The length of the codeword is given by $l(f_{op}(X_n)) = \lfloor \log_2 n \rfloor $ (obvious). The coding $f_{op}$ is optimal, in that for any lossless coding $f$ the length $l(f(X))$ stochastic dominates $l(f_{op})$ for any $X$: the cumulative distribution function of $l(f(X))$ is smaller or equal to $l(f_{op}(X))$ pointwise (i.e. for every $X$), or equivalently $$ \mathbb{P}[l(f(X)) \leq k] \leq \mathbb{P}[l(f_{op}(X))\leq k] $$ for any $k\in \mathbb{R}$ and $X\in\mathcal{X}$. The proof is easy. For the coding $f_{op}$, we have $$ H(X) - \log_2[\exp(H(X)+1)] \leq \mathbb{E}[l(f_{op}(X))]\leq H(X), $$ so while the bound is again given by $H(X)$, the Shannon entropy $H(X)$ is not really the "limit" of compression of $X$.
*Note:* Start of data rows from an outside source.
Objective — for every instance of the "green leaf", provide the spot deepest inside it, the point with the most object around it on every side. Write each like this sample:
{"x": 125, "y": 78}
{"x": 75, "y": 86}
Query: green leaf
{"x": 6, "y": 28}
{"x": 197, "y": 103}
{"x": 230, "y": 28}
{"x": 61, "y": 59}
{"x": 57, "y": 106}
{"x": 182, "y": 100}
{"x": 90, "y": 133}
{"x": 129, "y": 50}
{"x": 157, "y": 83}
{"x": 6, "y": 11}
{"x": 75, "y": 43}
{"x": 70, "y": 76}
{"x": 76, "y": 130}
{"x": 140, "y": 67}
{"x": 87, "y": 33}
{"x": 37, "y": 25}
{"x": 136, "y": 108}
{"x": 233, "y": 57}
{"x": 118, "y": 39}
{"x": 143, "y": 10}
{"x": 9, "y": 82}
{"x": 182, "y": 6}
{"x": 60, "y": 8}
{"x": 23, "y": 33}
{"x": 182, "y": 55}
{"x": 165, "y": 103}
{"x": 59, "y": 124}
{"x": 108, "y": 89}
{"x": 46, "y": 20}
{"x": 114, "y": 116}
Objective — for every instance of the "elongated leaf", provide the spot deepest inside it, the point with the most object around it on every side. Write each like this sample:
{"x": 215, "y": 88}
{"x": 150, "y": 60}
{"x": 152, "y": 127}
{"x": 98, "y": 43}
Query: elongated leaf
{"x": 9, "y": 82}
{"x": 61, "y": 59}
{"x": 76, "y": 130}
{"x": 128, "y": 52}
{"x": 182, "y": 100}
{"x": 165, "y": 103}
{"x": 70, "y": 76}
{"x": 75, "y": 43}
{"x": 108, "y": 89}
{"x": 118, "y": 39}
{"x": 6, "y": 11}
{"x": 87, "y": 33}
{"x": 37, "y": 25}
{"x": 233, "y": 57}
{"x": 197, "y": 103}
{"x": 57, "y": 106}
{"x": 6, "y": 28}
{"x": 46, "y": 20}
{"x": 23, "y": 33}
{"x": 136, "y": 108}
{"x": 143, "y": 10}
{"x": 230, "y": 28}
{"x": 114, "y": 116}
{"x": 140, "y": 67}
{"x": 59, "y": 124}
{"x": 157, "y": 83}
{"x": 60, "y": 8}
Of course the problem with $f_{op}$ is that one needs to order the probability mass functions first, and the domain of $f_{op}$ is not a finite alphabet. By contrast, a uniquely decodable code $f:\mathcal{A}\to \{0,1\}^*$ that is the subject of the source coding theorem is defined on an finite alphabet $\mathcal{A}$, and then extended to $\mathcal{A}^+$ to implement an actual coding, so that the coding can be defined on a finite alphabet and be implemented on any words on the alphabet. Also, something about $\mathcal{X}$ is hidden in the definition of $f_{op}$, namely, the ordering given by the pmf, whereas in a uniquely decodable code only the ordering on $\mathcal{A}$ can be "hidden". Nevertheless this is still a bound, that can said to be "the limit of compression", while actually one should consider Kolmogorov complexity, and further complications arise due to various non-invariant constructions in computability theory, e.g. the choice of Turing machines.